Wednesday, May 14, 2008
Maxine Crissman, "Lefty Lou"
Depression Californians brought a new music to the state, old timey hill tunes and style. Woody Guthrie is usually honored for playing the key role in introducing this format, but he was not alone. Guthrie settled in LA (not the farmlands) in 1937, where he met California-raised Crissman, an experienced singer, guitarist, and sax player. (His brother Jack had worked for her father and dated her for a while. During their lifetime, Jack actually gained much greater popularity than Woody as a performer.)

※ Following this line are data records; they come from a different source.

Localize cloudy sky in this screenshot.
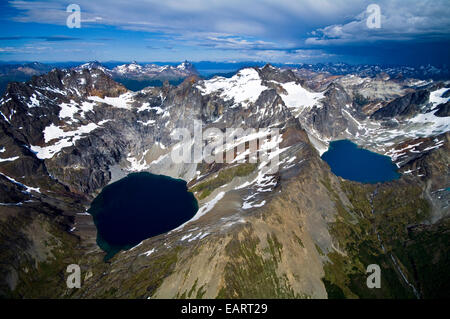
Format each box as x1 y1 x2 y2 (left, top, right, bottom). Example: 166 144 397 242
0 0 449 65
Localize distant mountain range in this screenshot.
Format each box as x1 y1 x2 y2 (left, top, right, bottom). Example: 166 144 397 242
0 62 54 96
74 60 198 80
0 60 449 95
0 61 199 93
285 62 450 81
72 61 199 91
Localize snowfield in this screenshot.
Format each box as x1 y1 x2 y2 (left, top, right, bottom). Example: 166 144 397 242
88 92 135 109
279 81 324 113
197 68 267 109
30 123 100 159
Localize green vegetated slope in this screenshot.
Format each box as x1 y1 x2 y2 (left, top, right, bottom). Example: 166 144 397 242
217 229 305 299
320 176 448 299
191 163 257 199
1 210 81 298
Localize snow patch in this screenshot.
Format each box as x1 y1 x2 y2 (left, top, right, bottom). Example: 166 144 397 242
0 156 19 163
279 81 323 112
0 172 40 193
28 94 40 108
88 92 134 109
141 248 156 257
197 68 267 109
31 123 99 159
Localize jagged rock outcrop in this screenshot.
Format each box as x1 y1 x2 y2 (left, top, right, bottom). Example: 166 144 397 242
371 90 430 120
434 101 450 117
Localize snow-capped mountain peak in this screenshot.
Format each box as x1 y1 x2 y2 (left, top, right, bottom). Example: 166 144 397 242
70 61 198 83
115 62 143 74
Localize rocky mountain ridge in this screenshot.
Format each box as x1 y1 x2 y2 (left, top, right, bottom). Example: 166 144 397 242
289 62 450 81
0 61 199 95
74 60 198 81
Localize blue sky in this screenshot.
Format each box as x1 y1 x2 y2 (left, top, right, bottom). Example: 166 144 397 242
0 0 449 65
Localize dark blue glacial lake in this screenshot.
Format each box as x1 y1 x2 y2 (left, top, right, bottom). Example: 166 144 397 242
89 172 198 259
321 140 400 184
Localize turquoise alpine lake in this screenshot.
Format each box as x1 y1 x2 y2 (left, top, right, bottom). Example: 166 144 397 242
321 139 400 184
88 172 198 259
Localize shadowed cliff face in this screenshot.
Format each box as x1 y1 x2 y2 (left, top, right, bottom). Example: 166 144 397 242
0 65 448 298
371 90 431 120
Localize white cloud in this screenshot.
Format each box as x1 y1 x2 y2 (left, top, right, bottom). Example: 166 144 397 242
306 0 450 45
7 0 365 38
4 0 450 63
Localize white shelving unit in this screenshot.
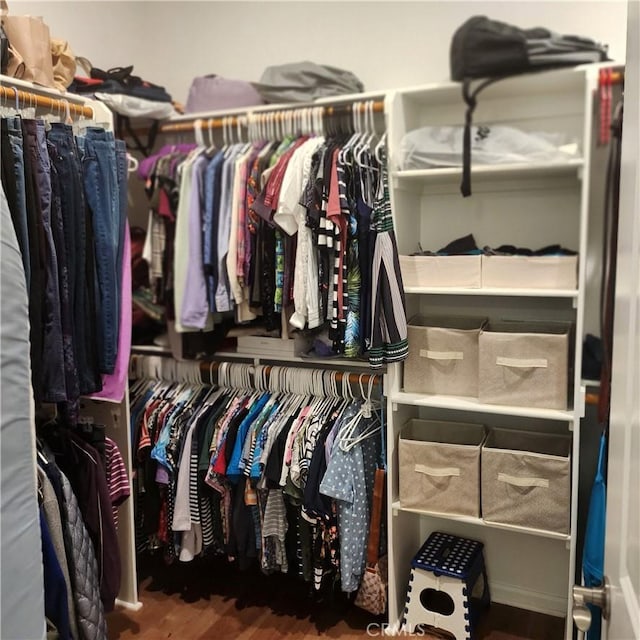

The duo were hired by a progressive radio owner, J. Frank Burke, to do daily programs on KFVD radio. Titled Woody and Lefty Lou, the pair introduced a wide variety of music, including old blackface minstrelsy, hillbilly, and public-domain folk ballads. Guthrie's lyrics to established tunes, including some by the Carter family, reached out to the working-class listening audience. Crissman's alto voice provided the lead, while Guthrie's higher voice offered harmony. The result was known as a "crossnote trademark."
Crissman and Guthrie used their own experiences to encourage listeners to realize they were part of a community. Populism ran through their songs, which grew increasingly political through attacks on political leaders and police who abused the migrants. They urged listeners to vote, to join political groups, to walk on picket lines. Outside the radio station they appeared at rallies in support of the Ham and Eggs Plan of Francis Townsend.
Crissman was on the show only two years. I have not been able to discover what she did afterwards. Anyone who knows, please tell me! Did she drop out of performing completely? This seems strange, given her popularity equal with Woody's at the time. Together they helped make country music an urban phenomenon, as well as contributed to populist pride among migrant Californians.